Broderick v. McElroy and McCoy, Inc.

Judge TURSI

concurring in part and dissenting in part.

I respectfully dissent in part from that part of the majority opinion reversing the award of attorney fees to plaintiff. Contrary to the holding of the majority, the rule in Mitten v. Weston, 44 Colo.App. 274, 615 P.2d 60 (1980) is inapposite to the undisputed dispositive facts underlying sellers’ claim here. Nor is SECTION 12-61-808(2)(d)(11) C.R.S. applicable.

In Mitten, the plaintiffs were buyers not sellers. Under the contract in Mitten, the court held that though the brokers were parties with the sellers, the brokers had no contractual obligation to buyers and were not parties to the transfer of the land as described in the contract. I have no problem with the rule of Mitten as applied to the facts therein.

The contract in question here created dual privities, one between sellers and buyers and one between sellers and brokers. The privity under the contract between sellers and buyers is undisputed.

The privity under the contract between sellers and brokers is specifically created by Paragraph 24 which, upon execution by the “party” sellers and the “party” brokers, specifically confirms paragraph 19 of the contract brokers duties of trust, loyalty and confidence to seller only.

Here, it is undisputed that the broker violated his fiduciary duty to the sellers under the contract. And, distinct from the contract in Mitten, the contract here in the portion to be completed by seller and listing company specifically referenced the paragraph setting out the brokers’ duties of trust, loyalty, and confidence to the sellers.

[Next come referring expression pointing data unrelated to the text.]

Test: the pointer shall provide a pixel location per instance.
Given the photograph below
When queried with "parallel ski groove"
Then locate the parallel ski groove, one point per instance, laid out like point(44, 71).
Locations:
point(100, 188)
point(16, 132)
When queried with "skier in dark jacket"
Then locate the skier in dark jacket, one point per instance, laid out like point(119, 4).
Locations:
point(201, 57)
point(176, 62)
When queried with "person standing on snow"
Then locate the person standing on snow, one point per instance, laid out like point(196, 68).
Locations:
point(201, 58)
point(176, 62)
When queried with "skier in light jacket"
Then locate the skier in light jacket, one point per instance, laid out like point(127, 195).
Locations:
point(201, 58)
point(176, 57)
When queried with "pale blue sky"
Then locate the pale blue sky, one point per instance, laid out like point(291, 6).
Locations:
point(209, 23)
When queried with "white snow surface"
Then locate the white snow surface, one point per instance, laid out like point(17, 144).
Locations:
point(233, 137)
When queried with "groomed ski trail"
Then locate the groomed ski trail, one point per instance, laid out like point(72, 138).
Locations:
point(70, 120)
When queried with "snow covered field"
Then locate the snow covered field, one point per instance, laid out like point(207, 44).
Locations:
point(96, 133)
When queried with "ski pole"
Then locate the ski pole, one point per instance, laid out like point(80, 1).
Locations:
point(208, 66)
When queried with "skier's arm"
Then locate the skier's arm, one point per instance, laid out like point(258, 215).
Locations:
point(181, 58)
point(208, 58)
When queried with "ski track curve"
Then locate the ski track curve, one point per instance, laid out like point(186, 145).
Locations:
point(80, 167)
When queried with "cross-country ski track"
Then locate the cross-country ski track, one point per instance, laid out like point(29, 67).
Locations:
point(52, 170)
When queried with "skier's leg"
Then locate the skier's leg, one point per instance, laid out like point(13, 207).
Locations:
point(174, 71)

And again, in distinction to Mitten, the contract here contains a provision that: “Anything to the contrary notwithstanding, in the event of any litigation or arbitration arising out of this contract, the court shall award to the prevailing party all reasonable costs and expense, including attorney fees.” It cannot be denied that the litigation here arose out of this contract and that sellers were the prevailing parties.

Section 12-16-808(2)(d)(ll) merely holds that disclosure of seller/broker does not constitute a contract between the broker and the buyer. Again confusion of the issues here by the majority is demonstrated. This is not a suit by the buyers. It is a suit by the sellers against the buyers and the brokers. And thus, in common legal parlance, when litigation arises out of a contract the entities are parties. Hence, anything to the contrary notwithstanding, the court properly awarded attorney fees to the prevailing party in this litigation. See Paragraph 16(c) of the contract.

Although brokers were not parties buying or selling the land in question, they were parties as agents of the sellers and were obligated to them under the contract. Thus, when sellers brought litigation against the brokers for a claim arising out of brokers breach of duty, the provision concerning attorney fees was implicated and sellers were by operation of law the prevailing party in this litigation. Party as used herein is a word or art.

Brokers have not appealed that portion of the judgment concerning the breach of their fiduciary duty to sellers. Rather, they would leave the full burden of the judgment for attorney fees on the buyers, their co-defendants, who proceeded under their guidance.

Hence, under the contract read in its entirety and giving all parts thereof meaning, I would hold that the trial court did not err in assessing attorney fees against the brokers. Therefore, since I concur in the other portions of the majority opinion, I would affirm the judgment in its entirety.